# I would like some advice please



## Stacycole (Jun 30, 2012)

I am getting out of the Navy soon and am thinking of trying to start singing. I know I'll need training in order to be successful at it, but I would like to know if I at least have the potemtial to be successful at it before I spend my money on lessons. I have two more videos on my computer which I will add either in one hour or in the course of two hours depending on how many downloads they'll allow. Also, I would like to know what type of voice I have (whether it's light lyric, full lyric, colorautra, etc.). I may not have the right songs to really determine any of this with. And if anyone has any advice on things I would be able to start working on before I actually start any training it would be greatly appreciated too. Thank you.


----------



## Jeremy Marchant (Mar 11, 2010)

It depends what you mean by "successful". If you want a career as a diva commanding massive audiences and fees that is rather different from being fulfilled participating in a choir (at whatever level).

I think you have to have put a lot of hours in - practising, rehearsing, performing - before you can really participate in the conversation you want to initiate here. In the UK, there are plenty of choirs, of all abilities, and I would start with a choir. Find one whose people you like (or, at least, whose chorusmaster is tolerable!). You'll soon get some direction on your level of ability. If you're too good for the one you choose, leave after the first concert; if they outclass you, ask the chorusmaster for help in finding an appropriate teacher.

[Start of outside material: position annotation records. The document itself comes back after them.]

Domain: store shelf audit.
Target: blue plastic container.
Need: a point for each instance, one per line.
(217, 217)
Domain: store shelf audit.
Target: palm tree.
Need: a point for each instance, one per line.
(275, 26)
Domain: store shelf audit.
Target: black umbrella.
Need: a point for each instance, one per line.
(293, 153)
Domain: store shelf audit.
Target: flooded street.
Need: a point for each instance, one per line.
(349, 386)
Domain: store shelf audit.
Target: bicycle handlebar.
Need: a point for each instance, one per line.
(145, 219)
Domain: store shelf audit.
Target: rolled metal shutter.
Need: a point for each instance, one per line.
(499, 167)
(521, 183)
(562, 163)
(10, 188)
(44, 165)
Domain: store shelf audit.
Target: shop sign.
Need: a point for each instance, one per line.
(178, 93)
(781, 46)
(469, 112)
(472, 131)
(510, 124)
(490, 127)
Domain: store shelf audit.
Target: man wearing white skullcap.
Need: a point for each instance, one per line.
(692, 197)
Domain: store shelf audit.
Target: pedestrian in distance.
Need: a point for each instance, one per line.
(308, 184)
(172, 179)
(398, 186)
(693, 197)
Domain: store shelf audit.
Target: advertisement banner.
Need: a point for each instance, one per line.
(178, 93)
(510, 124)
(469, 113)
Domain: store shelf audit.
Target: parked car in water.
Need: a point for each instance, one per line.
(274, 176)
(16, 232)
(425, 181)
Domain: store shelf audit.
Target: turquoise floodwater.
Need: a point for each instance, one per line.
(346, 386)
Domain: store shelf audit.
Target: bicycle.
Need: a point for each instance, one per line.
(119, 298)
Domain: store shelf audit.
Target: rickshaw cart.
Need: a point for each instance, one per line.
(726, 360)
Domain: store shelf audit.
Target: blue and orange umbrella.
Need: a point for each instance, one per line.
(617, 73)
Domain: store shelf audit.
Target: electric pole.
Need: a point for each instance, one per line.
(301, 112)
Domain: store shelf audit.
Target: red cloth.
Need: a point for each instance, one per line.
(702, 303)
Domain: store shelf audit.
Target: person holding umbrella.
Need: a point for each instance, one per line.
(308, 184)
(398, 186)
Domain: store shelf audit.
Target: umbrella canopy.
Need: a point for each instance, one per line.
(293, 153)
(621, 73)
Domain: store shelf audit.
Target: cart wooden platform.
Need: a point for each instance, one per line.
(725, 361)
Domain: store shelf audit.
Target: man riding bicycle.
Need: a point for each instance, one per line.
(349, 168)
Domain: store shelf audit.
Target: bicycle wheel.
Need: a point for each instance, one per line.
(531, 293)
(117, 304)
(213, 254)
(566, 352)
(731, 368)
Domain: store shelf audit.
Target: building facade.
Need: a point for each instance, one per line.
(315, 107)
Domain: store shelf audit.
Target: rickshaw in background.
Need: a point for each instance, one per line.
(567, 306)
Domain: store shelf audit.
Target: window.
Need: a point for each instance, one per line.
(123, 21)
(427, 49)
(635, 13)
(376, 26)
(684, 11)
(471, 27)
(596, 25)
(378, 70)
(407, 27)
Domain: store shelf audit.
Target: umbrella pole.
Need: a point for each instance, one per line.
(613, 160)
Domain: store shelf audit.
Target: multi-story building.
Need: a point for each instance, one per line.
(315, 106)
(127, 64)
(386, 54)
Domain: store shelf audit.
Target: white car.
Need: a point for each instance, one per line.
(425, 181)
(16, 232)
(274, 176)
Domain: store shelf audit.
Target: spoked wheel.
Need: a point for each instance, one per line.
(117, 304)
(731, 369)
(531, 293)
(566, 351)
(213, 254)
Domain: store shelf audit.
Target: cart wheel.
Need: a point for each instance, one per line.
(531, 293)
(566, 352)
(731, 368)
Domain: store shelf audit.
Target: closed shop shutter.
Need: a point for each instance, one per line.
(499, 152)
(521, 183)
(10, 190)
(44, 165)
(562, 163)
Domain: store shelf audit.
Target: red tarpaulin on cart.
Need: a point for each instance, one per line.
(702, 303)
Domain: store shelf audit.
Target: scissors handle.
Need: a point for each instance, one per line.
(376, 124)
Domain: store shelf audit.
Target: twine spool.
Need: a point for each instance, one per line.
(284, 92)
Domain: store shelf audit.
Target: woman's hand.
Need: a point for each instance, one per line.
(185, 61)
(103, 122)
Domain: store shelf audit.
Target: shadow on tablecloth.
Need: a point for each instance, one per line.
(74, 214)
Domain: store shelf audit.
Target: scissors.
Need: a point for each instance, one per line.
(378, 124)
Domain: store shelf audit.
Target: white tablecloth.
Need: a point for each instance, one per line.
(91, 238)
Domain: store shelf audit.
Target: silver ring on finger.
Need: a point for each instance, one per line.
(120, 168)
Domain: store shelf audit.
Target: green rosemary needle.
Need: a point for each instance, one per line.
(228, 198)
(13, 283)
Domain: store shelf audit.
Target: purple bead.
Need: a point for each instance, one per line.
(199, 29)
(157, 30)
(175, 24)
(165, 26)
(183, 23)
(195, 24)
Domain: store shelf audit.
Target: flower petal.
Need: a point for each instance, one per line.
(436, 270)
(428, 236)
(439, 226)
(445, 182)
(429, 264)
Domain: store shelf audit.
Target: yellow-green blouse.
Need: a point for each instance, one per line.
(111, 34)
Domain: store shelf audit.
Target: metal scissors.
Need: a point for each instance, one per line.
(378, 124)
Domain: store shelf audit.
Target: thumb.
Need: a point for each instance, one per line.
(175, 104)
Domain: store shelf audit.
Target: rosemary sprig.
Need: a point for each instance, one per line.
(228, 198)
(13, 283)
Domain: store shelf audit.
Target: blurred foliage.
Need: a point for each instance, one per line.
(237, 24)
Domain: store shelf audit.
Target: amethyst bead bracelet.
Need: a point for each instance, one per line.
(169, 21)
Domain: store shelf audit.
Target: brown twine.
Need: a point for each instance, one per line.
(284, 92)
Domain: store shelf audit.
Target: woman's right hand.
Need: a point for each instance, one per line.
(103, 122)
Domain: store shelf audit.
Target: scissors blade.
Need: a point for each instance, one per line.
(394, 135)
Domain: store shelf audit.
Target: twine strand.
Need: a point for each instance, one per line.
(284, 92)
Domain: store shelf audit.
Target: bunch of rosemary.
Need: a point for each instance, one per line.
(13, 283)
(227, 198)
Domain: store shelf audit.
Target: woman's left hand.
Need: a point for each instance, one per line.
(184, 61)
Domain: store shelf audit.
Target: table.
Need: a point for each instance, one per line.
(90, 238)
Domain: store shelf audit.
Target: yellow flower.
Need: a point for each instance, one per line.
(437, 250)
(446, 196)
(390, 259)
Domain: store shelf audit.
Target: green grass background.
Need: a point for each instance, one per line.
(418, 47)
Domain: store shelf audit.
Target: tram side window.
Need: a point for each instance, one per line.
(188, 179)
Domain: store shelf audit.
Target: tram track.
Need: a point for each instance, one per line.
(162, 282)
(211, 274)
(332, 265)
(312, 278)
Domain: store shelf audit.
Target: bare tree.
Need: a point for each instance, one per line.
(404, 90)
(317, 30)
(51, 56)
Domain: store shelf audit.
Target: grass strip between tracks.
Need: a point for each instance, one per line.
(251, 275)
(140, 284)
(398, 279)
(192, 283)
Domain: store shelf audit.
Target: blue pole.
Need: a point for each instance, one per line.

The teacher will then be the best person to guide you further.


----------



## MAuer (Feb 6, 2011)

Might the Navy be able to help? I'm quite serious: the premiere Armed Forces bands have choruses affiliated with them. So they would need a choral director as well as a bandmaster. Could your chain of command or public affairs office help you get in touch with this person? That way, you could have your voice evaluated before you leave the service.


----------



## superhorn (Mar 23, 2010)

I think it would be a good idea to talk to a reputable singing teacher and get his or her input .
But you must be prepared for a frank evaluation of your potential as a singer .Good luck !


----------



## Stacycole (Jun 30, 2012)

Thanks for the advice. As for asking the Navy for help, I honestly don't even want to _think_ about the military once I'm out. I have been looking for a singing teahcer for after I move and find myself a job.


----------